獏の屋敷は、現世(げんせ)や死者がゆく隠世(かくりよ)とは異(こと)なる世界――・・・朝靄(あさもや)の立ちこめる夢幻(むげん)にたたずんでいた。
ゆめまぼろしの世界でありながら、確かな存在を保つことが可能なのは、獏ゆえである。
朝靄が立ちこめる部屋は、柱が屋根を支えるのみで壁がない。
濡(ぬ)れ縁からいくつも下げた白い布がそよ風にふわりと舞い、清涼な風を室内へ運んでくる。
夢幻に設けた空間に建つ屋敷だ。地上とは異なり、夢幻の国は天候さえも獏があやつる。
雨を降らせるも、そよ風で涼をとるも、すべて獏の思うままである。
「う・・・・」
屋敷に運び込んだ日から、娘は高熱が続いていた。食べ物も口を通らず、水を数杯飲んだ程度だ。
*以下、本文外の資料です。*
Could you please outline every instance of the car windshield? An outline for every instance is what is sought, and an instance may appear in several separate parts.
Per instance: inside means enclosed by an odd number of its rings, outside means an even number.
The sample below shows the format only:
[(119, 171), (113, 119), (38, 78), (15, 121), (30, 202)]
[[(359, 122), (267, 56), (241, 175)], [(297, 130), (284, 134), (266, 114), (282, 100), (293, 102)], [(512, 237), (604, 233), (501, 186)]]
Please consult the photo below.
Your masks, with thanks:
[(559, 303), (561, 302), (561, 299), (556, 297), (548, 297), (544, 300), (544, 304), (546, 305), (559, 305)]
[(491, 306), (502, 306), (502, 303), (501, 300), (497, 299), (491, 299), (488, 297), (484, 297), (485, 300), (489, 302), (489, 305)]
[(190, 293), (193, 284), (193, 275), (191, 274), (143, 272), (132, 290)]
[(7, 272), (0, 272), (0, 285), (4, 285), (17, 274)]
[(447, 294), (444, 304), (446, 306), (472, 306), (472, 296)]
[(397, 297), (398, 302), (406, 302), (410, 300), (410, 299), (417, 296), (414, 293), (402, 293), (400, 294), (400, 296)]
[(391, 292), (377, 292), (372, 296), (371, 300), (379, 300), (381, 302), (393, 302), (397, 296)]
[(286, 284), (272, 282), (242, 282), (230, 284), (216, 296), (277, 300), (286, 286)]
このままでは衰弱死してしまう。そう判断した獏は立ち上がると、気が進まないがある男に頼ることにした。
獏は、私室へ戻った。
「よお」
待ち受けていたのは、侍女たちではなく風来坊(ふうらいぼう)の医者だった。
獏と同じく、隣国の袍(ほう)を身にまとっている。少し違うのは女人が好むひらひらとした袖(そで)。普通の男がやっても似合わないだろうが、気まぐれ猫のようなこの仙人がまとうと、不思議と違和感がかき消える。
背は低く小柄で、顔はともすれば童のような童顔だ。ちいさな鼻。つぶらな瞳には目尻に引いた独特な模様が朱色で描かれ、幼さと大人の間(はざま)に絶妙な色気を醸(かも)し出している。
「おい、頼みがある」
「頼むんなら、もっと頭下げて土下座しな」
仙人はすっかり泥酔した様子で、あろうことか獏の寝台にだらりと横になり、よだれをたらして気持ちよさそうにひらひらと手招きした。
「貴様・・・っ」
獏はつかつかと歩み寄ると、つかつかと距離を縮めるとそのたるみきった胸ぐらを掴(つか)んだ。ぷらん、と子猫のように軽い体はたやすくぶら下がる。